A 44-unit housing project and 24-hour child care facility, costing just less than $18 million, broke ground in Kitimat on Aug. 8, with a crowd of provincial, municipal, and community leaders joining the gathering of 40 people to celebrate the start of construction.
The housing project to assist women and children in leaving violence results from a partnership between the provincial BC Housing agency, the federal Canada Mortgage and Housing Corporation, the District of Kitimat and Tamitik Status of Women Association (TSW).
The four-storey building, located on Quatsino Boulevard, will include a 12-bed transition house, 12 second-stage housing units, and 20 units of permanent affordable housing for women and their children in Kitimat and the surrounding area.
Services will include on-site support for women leaving violence, including transgender women, non-binary and Two- Spirit people, and their dependent children. The development will allow women and their children to move from the transition house spaces into the second-stage units and affordable townhomes. The doors are anticipated to open near the end of 2023.
Provincial Parliamentary Secretary for Gender Equality, Grace Lore, said she had been asked to develop a gender-based violence action plan.

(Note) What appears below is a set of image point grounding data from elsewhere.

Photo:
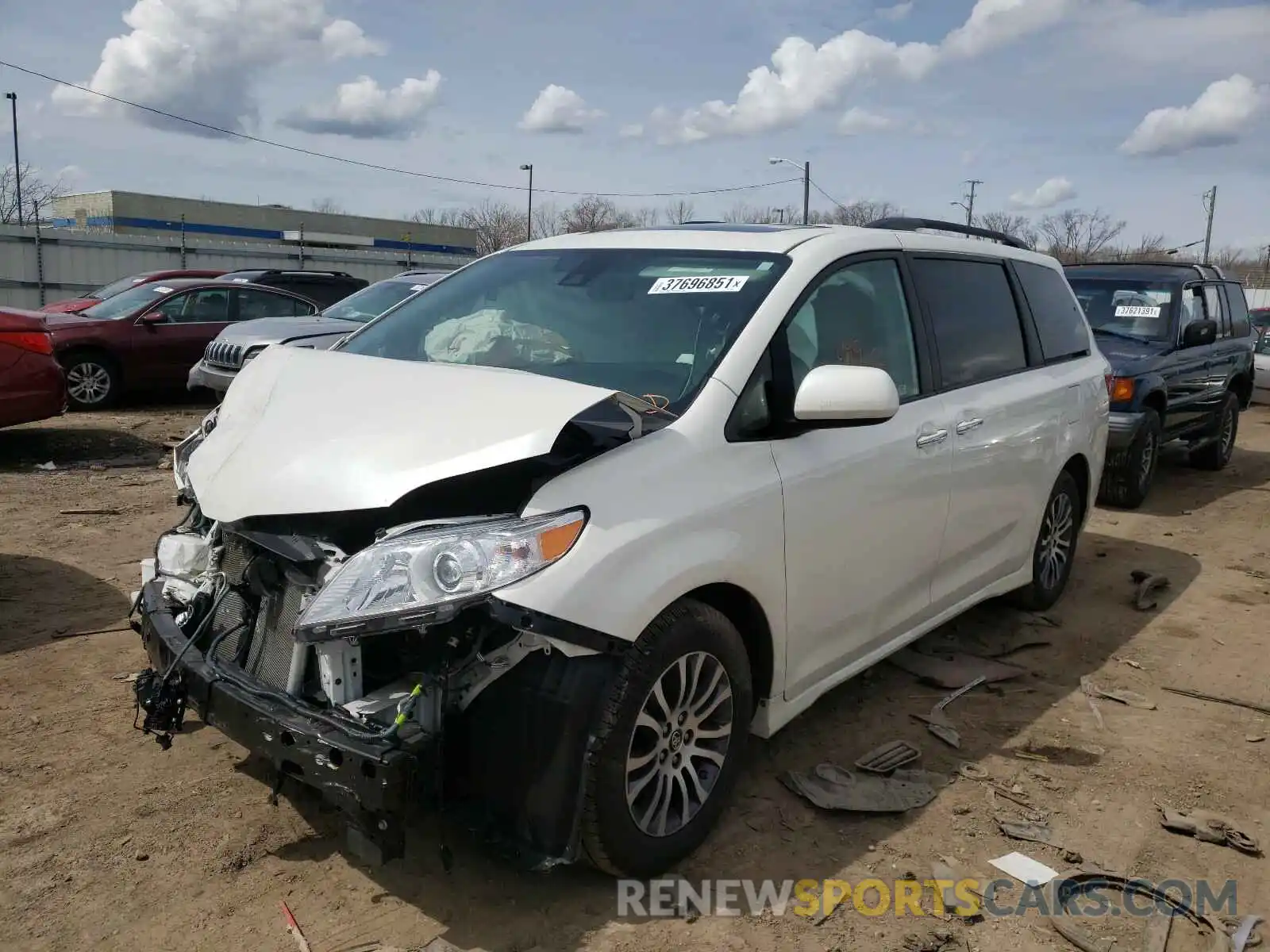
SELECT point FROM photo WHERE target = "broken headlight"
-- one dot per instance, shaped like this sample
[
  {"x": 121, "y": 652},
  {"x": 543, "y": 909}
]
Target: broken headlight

“One of the major things I hear over and over is the need for housing, is a need for spaces when folks are ready to get out of transition housing but need a safe place to go that support it,” she said.

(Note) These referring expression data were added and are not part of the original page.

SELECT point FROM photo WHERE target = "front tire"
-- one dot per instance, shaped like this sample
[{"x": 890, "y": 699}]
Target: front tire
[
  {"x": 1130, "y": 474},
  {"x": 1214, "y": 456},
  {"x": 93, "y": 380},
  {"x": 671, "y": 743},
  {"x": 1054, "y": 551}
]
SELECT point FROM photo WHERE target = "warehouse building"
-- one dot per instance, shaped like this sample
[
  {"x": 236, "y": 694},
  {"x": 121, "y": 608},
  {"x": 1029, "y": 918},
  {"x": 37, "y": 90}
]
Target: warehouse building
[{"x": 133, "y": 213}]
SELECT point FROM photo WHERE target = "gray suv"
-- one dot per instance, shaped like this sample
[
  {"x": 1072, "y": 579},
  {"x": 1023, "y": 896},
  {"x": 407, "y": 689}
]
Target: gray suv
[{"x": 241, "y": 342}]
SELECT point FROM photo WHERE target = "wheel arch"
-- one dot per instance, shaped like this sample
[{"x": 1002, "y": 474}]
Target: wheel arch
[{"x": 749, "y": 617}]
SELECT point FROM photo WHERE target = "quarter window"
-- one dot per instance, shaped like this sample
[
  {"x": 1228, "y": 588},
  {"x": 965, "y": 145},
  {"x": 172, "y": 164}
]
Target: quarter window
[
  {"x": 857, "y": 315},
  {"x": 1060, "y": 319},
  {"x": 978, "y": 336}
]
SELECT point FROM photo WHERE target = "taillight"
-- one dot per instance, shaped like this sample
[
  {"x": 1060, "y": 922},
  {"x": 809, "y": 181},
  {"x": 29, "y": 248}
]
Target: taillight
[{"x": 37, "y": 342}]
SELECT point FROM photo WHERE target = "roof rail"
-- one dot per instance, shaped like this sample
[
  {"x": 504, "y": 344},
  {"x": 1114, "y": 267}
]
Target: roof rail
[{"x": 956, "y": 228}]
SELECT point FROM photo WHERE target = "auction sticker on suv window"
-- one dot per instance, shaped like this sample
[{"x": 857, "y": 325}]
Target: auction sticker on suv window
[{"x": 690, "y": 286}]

“This, it’s clear to me, is an essential example of why that housing is needed and why we need to continue to work with partners who were on the ground to make it a reality.”
The province is providing $17 million through the Building BC: Women’s Transition Housing Fund and will also provide annual operating funding. The District of Kitimat is providing $471,000 and will lease the land, valued at $244,000, at a nominal rate. The federal government is providing $25,000 and Vancouver City Savings Credit Union is contributing $15,000.

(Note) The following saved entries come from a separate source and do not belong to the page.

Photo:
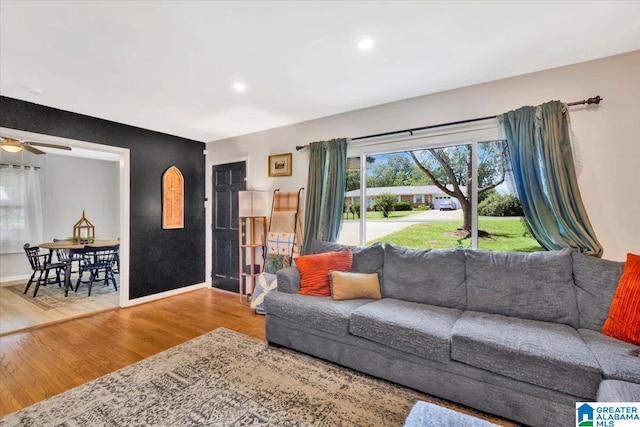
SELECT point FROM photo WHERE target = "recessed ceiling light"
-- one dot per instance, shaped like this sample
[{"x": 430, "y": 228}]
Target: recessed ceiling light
[
  {"x": 36, "y": 90},
  {"x": 239, "y": 87},
  {"x": 365, "y": 44}
]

The project has been proposed since 2015, said Sairoz Sekhon, director of Women’s Transition Housing & Supports for BC Housing.
“So we recognized years ago that we really needed to redevelop the transition house, develop some second-stage and long-term housing for women and children in Kitimat,” she said, adding that in July, there was a groundbreaking for a 22-unit second-stage housing facility in Terrace.
Sekhon explained the differences in housing between the stages, with transitional housing being where women would go if they are experiencing immediate violence needing to get out of their homes.
“It’s that place, they’re in crisis, they need somewhere to go. There is a staff there 24/7 to provide support, to answer their calls, to bring them into the transition house. The second stage is kind of the next step after someone’s been in the transition house. [It’s] if they’ve decided they’re not going back to an abusive relationship situation, they really want to move forward with their lives,” she said.
Clients can move into their own second-stage apartment for six to 18 months, pay rent, and have access to support services from TSW such as safety planning, crisis intervention, parenting, and tenancy skills.
Rent for the second-stage housing and townhomes will be calculated at 30 per cent of residents’ income or the provincial shelter rate for people receiving income or disability assistance. Since transition house spaces provide an immediate safe space for women to start rebuilding their lives, people using those spaces will not have to pay rent.
On the same site, a first of its kind in B.C. child care facility is being built, Phil Germuth, mayor of the District of Kitimat, told Black Press Media.
The project is a result of a partnership between the district, the Ministry of Education and Child Care and the Haisla Nation. With the foundations to the childcare facility already laid, Germuth said he hopes the roof will be on by December. While housing is one part of the site and a great need, child care is the second part.
“The 24-hour daycare, of course, will be huge. It will be the first 24-hour daycare in B.C. So we’re very proud to have that when you see the number of shift-workers that are in Kitimat …,”
“[Industry such as Rio Tinto and LNG Canada] has been a huge supporter of having women in the workforce. Having a 24-hour daycare gives them that opportunity too, or any single parent, the ability to be able to be part of a project of that magnitude. I think it is a great opportunity for people to further their lives,” the mayor said.